At first glance this book seems to state what gets parroted frequently namely that war is being fought by a fraction of the population and an even smaller portion of the military itself. The oft-cited gulf between civilian and military personnel is alluded to in this book repeatedly. However, the book provides a unique perspective on this issue by pointing to the changing nature of war itself and focusing on technological changes and legal challenges that make war increasingly impersonal and far removed not only from civilians but also from many service members.
To provide some context on the author, Rosa Brooks, she is a contributor to Foreign Policy, a legal scholar and Georgetown law professor, who spent several years working at the Pentagon under Michele Flournoy, former Undersecretary of Defense for Policy. Additionally, Ms. Brooks met her husband, an Army Colonel, while at the Pentagon, and became immersed in the culture of the military as a spouse. Due to this fact, the book provides an exposition of military culture and reads like an epiphany of the difference between civilian and military life. This should appeal to civilians reading the book, but not so much to active service members. Although I did enjoy the statistics on military recruiting and I hadn’t thought about the correlation between geography of military bases and the geography of recruiting trends.
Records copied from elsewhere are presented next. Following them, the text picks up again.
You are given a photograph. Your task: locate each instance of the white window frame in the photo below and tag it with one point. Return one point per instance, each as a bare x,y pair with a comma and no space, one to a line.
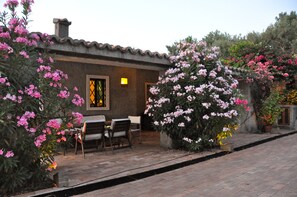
88,92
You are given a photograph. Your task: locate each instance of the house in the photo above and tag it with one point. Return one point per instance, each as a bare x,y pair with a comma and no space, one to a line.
113,80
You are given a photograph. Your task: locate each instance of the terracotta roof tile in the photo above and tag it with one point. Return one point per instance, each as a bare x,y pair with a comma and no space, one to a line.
100,46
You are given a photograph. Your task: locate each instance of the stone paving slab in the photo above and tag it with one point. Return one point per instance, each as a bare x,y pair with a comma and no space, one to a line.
267,170
75,171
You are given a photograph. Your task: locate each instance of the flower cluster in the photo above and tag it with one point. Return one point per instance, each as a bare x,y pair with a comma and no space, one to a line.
6,154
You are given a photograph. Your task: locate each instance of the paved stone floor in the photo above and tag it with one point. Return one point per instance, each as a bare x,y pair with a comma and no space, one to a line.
99,166
266,170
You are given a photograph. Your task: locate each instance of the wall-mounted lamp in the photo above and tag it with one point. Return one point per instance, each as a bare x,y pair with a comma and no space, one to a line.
124,81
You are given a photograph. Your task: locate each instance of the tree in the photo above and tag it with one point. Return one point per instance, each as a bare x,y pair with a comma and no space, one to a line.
282,35
222,40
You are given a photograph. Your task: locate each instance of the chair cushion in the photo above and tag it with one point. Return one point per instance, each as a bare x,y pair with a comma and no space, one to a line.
91,137
115,120
90,121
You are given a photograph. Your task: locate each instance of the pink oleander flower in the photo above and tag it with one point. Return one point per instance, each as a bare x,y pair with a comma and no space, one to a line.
77,100
24,54
51,60
32,91
77,117
44,68
38,140
40,60
35,37
11,3
52,166
69,125
5,47
13,22
64,94
5,35
54,123
9,154
285,74
21,40
3,80
20,30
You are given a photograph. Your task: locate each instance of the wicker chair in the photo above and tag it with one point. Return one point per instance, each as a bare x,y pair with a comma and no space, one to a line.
135,129
93,130
119,129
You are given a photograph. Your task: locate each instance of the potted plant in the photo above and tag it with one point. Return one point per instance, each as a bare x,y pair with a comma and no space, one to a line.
271,110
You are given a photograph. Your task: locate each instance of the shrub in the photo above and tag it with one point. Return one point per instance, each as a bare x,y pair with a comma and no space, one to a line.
196,99
32,94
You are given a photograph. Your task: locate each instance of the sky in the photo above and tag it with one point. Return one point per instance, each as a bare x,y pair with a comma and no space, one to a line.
153,24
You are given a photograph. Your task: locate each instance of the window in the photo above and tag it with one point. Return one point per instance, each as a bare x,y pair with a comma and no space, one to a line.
97,89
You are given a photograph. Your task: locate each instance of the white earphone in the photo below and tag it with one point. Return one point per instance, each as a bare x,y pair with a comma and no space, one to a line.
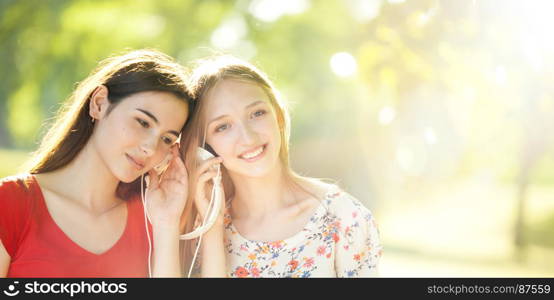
212,213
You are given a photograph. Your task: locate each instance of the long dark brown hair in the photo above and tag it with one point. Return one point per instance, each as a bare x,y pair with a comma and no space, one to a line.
123,75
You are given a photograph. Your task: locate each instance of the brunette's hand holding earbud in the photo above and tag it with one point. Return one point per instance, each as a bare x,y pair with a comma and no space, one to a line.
205,176
166,196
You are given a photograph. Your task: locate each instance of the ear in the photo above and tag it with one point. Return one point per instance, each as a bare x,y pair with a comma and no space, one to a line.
98,105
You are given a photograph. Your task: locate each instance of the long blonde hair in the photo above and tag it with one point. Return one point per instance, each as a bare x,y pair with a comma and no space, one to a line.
207,73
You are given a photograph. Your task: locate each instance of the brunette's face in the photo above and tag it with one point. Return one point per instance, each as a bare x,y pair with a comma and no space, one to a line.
242,127
139,132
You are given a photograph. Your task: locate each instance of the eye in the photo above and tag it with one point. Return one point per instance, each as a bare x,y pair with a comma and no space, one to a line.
143,123
166,140
259,113
222,127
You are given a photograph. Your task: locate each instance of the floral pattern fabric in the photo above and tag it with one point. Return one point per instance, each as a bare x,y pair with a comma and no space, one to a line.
341,239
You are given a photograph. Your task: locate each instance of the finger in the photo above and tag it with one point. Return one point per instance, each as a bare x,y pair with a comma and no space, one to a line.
154,180
200,187
208,164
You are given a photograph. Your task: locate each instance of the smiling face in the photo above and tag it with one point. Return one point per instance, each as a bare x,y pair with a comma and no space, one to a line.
242,128
137,134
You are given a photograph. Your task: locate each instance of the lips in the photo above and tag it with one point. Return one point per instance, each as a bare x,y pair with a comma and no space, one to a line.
138,164
253,154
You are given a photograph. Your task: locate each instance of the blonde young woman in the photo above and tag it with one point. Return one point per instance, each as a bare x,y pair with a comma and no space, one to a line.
277,223
77,212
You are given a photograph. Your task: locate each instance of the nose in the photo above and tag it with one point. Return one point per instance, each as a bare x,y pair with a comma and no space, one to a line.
149,146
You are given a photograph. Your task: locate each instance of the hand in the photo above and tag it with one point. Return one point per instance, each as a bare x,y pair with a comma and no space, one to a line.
166,196
207,171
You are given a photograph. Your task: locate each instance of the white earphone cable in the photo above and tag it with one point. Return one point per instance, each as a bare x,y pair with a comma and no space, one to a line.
210,208
146,221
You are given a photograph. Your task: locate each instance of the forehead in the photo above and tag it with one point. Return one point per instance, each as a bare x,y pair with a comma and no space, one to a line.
166,107
233,94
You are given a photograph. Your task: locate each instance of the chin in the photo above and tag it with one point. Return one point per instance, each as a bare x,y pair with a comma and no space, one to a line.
127,177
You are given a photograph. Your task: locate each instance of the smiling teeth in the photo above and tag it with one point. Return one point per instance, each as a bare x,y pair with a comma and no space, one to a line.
253,154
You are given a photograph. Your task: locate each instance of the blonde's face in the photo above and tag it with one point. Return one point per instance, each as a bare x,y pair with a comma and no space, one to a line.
242,127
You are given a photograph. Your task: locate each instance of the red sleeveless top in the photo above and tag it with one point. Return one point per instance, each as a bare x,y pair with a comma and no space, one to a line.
39,248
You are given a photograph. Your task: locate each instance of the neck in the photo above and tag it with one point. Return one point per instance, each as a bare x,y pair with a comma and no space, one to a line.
260,196
86,180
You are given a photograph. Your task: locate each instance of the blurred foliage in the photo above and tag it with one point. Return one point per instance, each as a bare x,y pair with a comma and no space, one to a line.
385,95
450,72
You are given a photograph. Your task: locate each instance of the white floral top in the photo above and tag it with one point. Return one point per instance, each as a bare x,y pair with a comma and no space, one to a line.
341,239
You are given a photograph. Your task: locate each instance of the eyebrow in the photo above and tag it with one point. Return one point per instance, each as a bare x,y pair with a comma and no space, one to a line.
246,107
149,114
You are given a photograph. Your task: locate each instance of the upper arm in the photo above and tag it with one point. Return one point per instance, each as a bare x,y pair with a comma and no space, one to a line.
4,260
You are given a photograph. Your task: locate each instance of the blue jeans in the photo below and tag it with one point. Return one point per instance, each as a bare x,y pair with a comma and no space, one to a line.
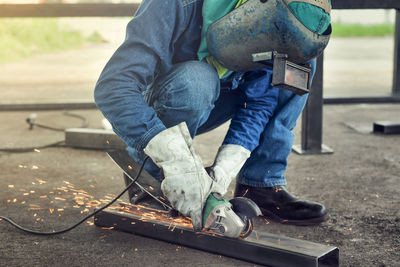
191,92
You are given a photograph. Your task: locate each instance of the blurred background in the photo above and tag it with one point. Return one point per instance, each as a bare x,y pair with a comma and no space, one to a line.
49,59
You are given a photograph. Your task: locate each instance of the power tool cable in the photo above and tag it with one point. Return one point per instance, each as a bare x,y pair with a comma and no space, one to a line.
84,219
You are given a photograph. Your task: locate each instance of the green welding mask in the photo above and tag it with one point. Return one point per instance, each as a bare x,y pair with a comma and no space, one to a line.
260,26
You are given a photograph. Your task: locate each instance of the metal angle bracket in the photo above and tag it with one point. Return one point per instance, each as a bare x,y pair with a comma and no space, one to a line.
387,127
259,247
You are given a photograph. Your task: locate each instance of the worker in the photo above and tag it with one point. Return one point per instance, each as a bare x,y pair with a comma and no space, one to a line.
162,87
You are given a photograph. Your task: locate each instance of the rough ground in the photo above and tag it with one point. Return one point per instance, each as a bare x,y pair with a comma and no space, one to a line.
359,183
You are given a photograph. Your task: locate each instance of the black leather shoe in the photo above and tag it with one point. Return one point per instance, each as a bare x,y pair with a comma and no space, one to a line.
279,205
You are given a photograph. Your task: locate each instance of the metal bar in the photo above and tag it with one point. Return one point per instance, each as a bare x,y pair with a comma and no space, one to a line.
93,139
259,247
387,127
365,4
311,127
362,100
56,105
68,10
396,57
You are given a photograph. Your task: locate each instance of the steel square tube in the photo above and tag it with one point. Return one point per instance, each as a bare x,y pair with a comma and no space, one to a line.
260,247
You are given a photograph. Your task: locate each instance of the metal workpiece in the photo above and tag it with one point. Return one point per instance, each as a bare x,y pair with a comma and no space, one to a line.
259,26
259,247
387,127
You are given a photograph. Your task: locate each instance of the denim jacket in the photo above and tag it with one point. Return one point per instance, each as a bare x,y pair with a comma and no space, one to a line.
163,33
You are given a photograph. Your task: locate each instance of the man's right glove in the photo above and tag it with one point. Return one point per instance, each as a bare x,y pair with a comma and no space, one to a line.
186,184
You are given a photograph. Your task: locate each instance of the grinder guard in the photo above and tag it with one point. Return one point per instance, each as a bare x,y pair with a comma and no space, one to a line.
260,26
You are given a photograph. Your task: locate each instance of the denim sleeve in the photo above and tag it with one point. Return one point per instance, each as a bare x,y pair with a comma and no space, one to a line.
147,50
259,102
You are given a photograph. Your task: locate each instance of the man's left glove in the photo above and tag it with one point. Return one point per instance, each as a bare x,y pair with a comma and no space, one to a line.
186,184
228,162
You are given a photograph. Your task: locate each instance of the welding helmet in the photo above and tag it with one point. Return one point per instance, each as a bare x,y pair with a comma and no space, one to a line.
260,26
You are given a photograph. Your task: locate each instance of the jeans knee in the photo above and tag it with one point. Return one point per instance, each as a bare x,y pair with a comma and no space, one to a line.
191,86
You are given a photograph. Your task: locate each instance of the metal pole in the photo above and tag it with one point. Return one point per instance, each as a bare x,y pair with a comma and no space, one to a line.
311,127
396,59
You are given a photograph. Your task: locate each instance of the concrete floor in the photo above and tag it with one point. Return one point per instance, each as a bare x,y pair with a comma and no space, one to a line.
359,183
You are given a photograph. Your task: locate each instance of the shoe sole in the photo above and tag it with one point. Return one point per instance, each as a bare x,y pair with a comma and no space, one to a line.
308,222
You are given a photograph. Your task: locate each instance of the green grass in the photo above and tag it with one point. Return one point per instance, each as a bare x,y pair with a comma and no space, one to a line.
358,30
22,38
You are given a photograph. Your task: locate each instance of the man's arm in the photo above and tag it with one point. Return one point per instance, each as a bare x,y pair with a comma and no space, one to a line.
146,51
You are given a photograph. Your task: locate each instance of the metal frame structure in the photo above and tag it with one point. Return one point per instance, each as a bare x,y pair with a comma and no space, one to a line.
312,116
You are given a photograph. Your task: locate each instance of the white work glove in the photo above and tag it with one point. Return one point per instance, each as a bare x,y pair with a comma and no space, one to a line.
186,183
228,162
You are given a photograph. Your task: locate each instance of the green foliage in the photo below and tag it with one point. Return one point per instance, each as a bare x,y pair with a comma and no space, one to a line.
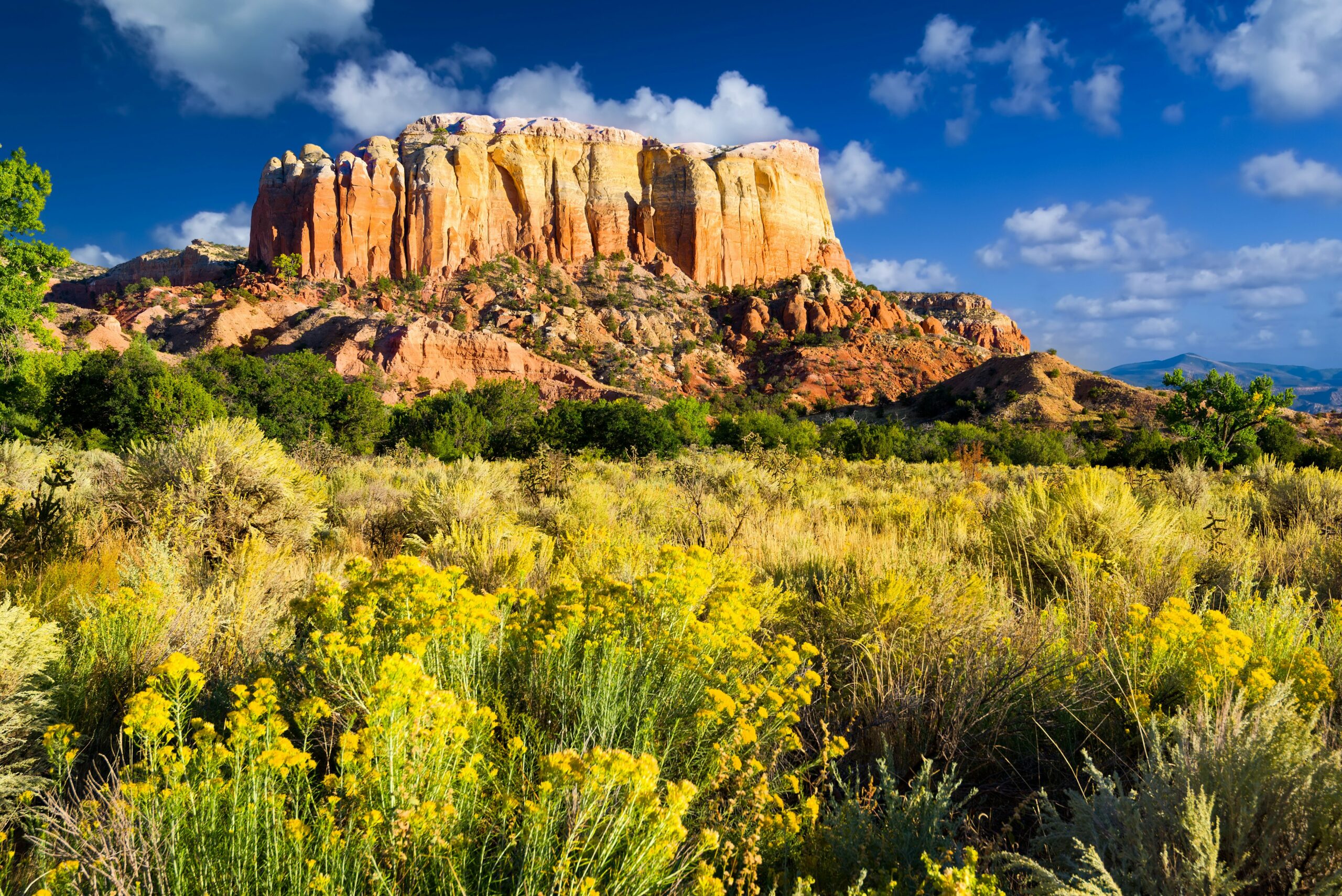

This book’s strength occurs in its focus on war in the twenty-first century under the umbrella of the overarching and seemingly unending war on terror. The author suggests that military actions like drone strikes against suspected terrorists have far reaching implications which we have not fully begun to appreciate. The most obvious implication is what might happen when other nations adopt their own equally capable drone technology to carry out similar attacks all over the world under the banner of their own “war on terrorism.” This is where the author draws on her legal background to make the case that a clear legal framework, right or wrong, needs to be established for this kind of ever increasing activity. She also focuses on detainee detention at Guantanamo Bay, and makes a clear and strong human rights case for shuttering the base.
The second point of her book is that over the past fifteen years of counterinsurgency campaigns the military has been asked to take on a range of tasks that are traditionally reserved for the State Department, USAID, and NGO’s. But, as the American response to the war on terror has been overwhelmingly a military one, the DOD budget has ballooned and has vastly eclipsed that of any other government agency. Thus, the military is asked to do tasks that it is not trained to do nor is it truly prepared to do. She mentions everything from infrastructure building and public works projects included but not limited to countries like Afghanistan and Iraq. Her description of the military as a “Wal-Mart” for policy makers is provocative, yet when one considers the number of missions the military conducts across the “range of military operations,” it seems to be a fair assessment.
The book touches on a lot of issues beyond the central thesis of “how everything became war and the military became everything.” Some parts of the book seem to be disjointed from the thesis and are included as one or more of her “tales from the Pentagon.” I am thinking of one of her earlier chapters on piracy. She alludes to a clear historical precedent for the Navy’s anti-piracy campaigns, but I don’t think that this means that fighting piracy has to fall under the “everything becoming war” taxonomy. I think this vignette simply becomes one of those juicy little “tales from the Pentagon” as she recalls the entire episode surrounding the hijacking of the Maersk Alabama. On the other hand, I found this history to be interesting, and there are a few other historical vignettes to wet the military historian palette. The tales from the Pentagon are well written too, and occasionally build her case for the military becoming everything. For example, a White House national security staffer called to order immediate drone surveillance in Kyrgyzstan. When she raised practical questions about the utility of the drone surveillance, the staffer blasted her for not getting some “CentCom [Central Command] Colonel” to order the drone immediately. This is one of the more eyebrow raising examples of the civilian and military disconnect not to mention civilians putting unreasonable expectations on military capabilities.
Overall, I highly recommend this book to anyone interested in the current state of the American military and with an interest in thinking about the role the military should play in American geo-political strategy.